Once the 2020 Formula 2 season eventually gets started in Austria, one F1 junior will face the most important campaign of their career to date in a bid to land a seat in Formula 1, as FRANKIE MAO explains.
It was right after midnight on 11 May in Shanghai when Guanyu Zhou celebrated his maiden victory in the F2 virtual series at the Circuit de Barcelona-Catalunya. Appropriately, it was exactly one year after the Chinese driver had claimed the first podium of his debut season in F2 at the same venue.
In early 2019, when Zhou landed at the rebranded Virtuosi Racing outfit which had previously operated the Russian Time team, nobody really knew what to expect from a driver with two wins and three pole positions to his name from his three seasons in the FIA Formula 3 European Championship.
But if fighting back to 10th place from the back of the grid after a brake issue in the Bahrain feature race didn’t earn the credit it deserved, the 21-year-old’s first visit to the F2 podium at the Barcelona feature race – only the third round of the season – prompted observers from the Formula 1 paddock to raise their eyebrows.
Zhou, who joined the Renault Sport Academy prior to the 2019 season, would later prove that his Barcelona result was not a flash in the pan with two more feature race podiums at Silverstone – where he claimed pole position – and Abu Dhabi, bolstered by sprint race podiums at Monaco and Paul Ricard on his way to seventh in the standings.
That earned him the rookie of the year trophy named in honour of former Renault junior contemporary Anthoine Hubert. Despite not winning a race, he was comfortably ahead of his former F3 team-mate and fellow rookie Mick Schumacher, who took a sprint race victory at the Hungaroring.

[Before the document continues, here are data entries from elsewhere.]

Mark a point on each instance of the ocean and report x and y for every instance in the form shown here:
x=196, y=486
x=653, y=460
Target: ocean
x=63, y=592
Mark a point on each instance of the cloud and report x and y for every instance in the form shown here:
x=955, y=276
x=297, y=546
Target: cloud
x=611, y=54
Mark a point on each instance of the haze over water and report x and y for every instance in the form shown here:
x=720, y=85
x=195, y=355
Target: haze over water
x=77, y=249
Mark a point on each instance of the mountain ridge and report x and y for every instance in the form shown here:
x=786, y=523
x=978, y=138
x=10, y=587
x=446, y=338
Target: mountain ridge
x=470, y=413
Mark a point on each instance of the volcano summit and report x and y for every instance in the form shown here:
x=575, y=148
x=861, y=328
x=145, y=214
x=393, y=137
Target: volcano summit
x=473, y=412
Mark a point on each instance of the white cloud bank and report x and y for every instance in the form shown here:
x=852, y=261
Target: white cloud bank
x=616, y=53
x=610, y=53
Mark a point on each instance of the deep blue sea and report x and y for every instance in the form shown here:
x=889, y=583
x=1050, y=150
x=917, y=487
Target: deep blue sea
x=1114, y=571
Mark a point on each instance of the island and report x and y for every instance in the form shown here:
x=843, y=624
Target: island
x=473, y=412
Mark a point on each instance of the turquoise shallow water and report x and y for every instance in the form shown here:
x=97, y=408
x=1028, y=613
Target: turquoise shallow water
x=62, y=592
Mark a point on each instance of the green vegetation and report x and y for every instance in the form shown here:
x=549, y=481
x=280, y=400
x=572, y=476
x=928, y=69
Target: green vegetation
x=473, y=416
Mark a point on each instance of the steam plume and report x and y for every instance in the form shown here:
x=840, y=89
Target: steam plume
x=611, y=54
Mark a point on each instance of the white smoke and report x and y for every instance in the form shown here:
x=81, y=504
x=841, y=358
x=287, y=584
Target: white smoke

“Although the first win has not come yet, I am happy for my results last year, especially when I fought against other senior drivers for the podium,” says Zhou in reviewing his rookie F2 campaign.
“I was already able to race against them for podiums in the feature race rather than the sprint race, which was my initial goal. Actually, most of my podiums were earned from the first race and last year I was the only rookie standing on podium on Saturday. So, except for a win, it still feels great.”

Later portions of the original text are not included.